Three players, each featuring a different angel painted by Artist, give motion to a three-foot Christmas tree, the design of which seems to be paying homage to the detritus of the digital age. Constructed out of motherboards, memory chips, a case fan and a sturdy silver frame, it represents what is left of the computers, laptops and printers that have served as trusty assistants to the multimedia artist’s growing portfolio of work.
“They are all tied together by way of fishing wire, so I could just snip and the whole thing would come apart,” says the longtime Stamford resident.
The tree, which was commissioned by S Magazine for its holiday issue, is in keeping with Artist’s recycling efforts, like her junk mail jewels series and old monitors she uses as frames for her paintings and prints.

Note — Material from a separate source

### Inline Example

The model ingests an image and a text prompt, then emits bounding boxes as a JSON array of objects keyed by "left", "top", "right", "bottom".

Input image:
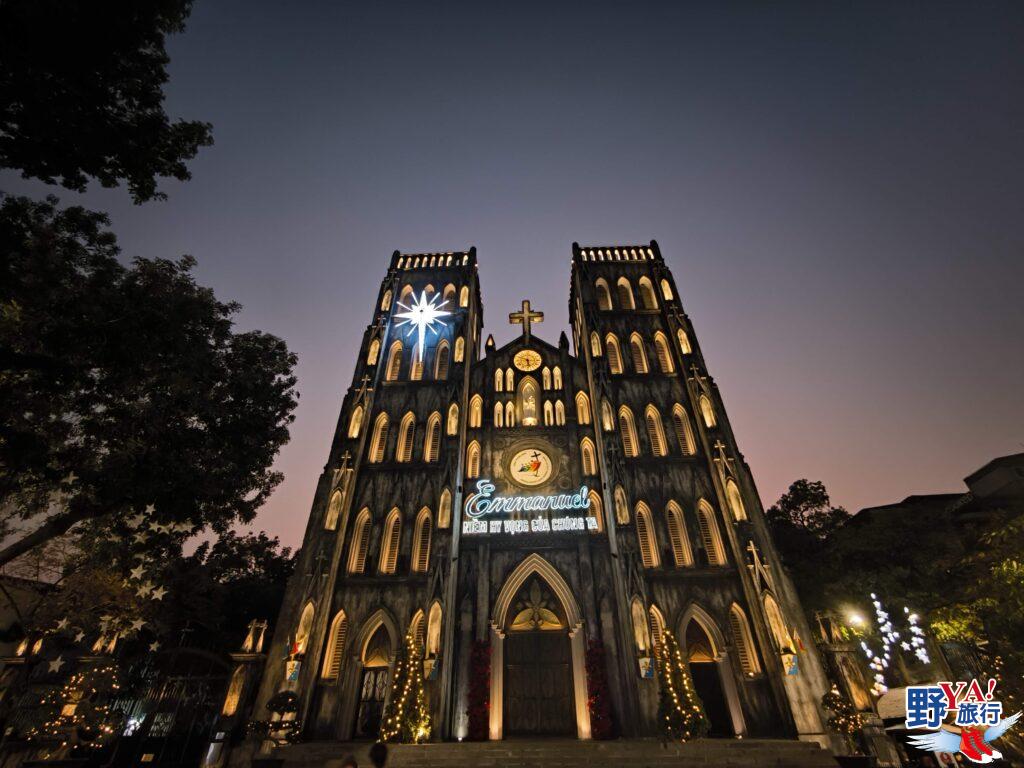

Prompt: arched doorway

The “evergreen” is part of an installation that begins at Artist’s front door. Her home, located off a sharp curve on a quiet street, is an apt metaphor for the unique art she crafts out of familiar objects.
“Wait, wait,” she says, holding back a visitor until she can situate three Pringles projectors into their proper place. As light shines through these former snack canisters, three round images appear on the ceiling — an angel, a Christmas tree and an abstract shape — which form a Christmas tree. “OK, now you can walk in.”
In many ways, her whole house is a gallery. As she talks about the tree, she heads to her office, where she screens her latest project, “Shakespeare on the Motherboard.”
“It’s Shakespeare in five minutes,” she says, laughing, as her version of “Macbeth” begins. Two-dimensional black-and-white characters play out this centuries-old tragedy against a backdrop of motherboards, computer wires and other parts. These “set pieces” are the same prints she created by taking photos of her digital stash, creating collages and printing them out on her large-scale printer. They are the last prints before it died and pieces ended up on the tree she made.
“This was a project about science and art, which is my thing,” Artist says. Before she became a full-time artist a dozen years ago, she worked in computer technology. The Christmas tree is a reflection of her aesthetic. “I like to take my two-dimensional art and move it across the screen, and I do that in a variety of ways. Sometimes it is with a story; sometimes it’s visual.
“The other thing that interested me was the idea of a tree as a place you can hang your work. A Christmas tree is really an installation project. If you put something up on the wall, people may or may not see it, but a Christmas tree is a centerpiece, something people tend to be drawn to and to walk around.”
As such, the boards, chips and circuits are accompanied by laminated portraits of angels she recently begun to create — only days before she got the call to create the tree. (“Isn’t that weird?” she asks.) They flow from other inspirations and series, notably the blue hues that she tends to employ for her faces (whether in painting, drawing, outdoor murals or sculpture), and her 2011 musicians series. With bold black lines for features, curlicue curls and bright yellow, orange or green watercolor washes for their tresses, these are creatures that just may take flight off their 3-inch canvases.
For the past two years, angels have been a muse for her family Christmas tree. In a closet in the front hallway, in one of several plastic bins that hold decorations and knickknacks, are her late mother’s Christmas angels, which Artist has used to decorate more traditional evergreen limbs. This year, apparently, they will have some company.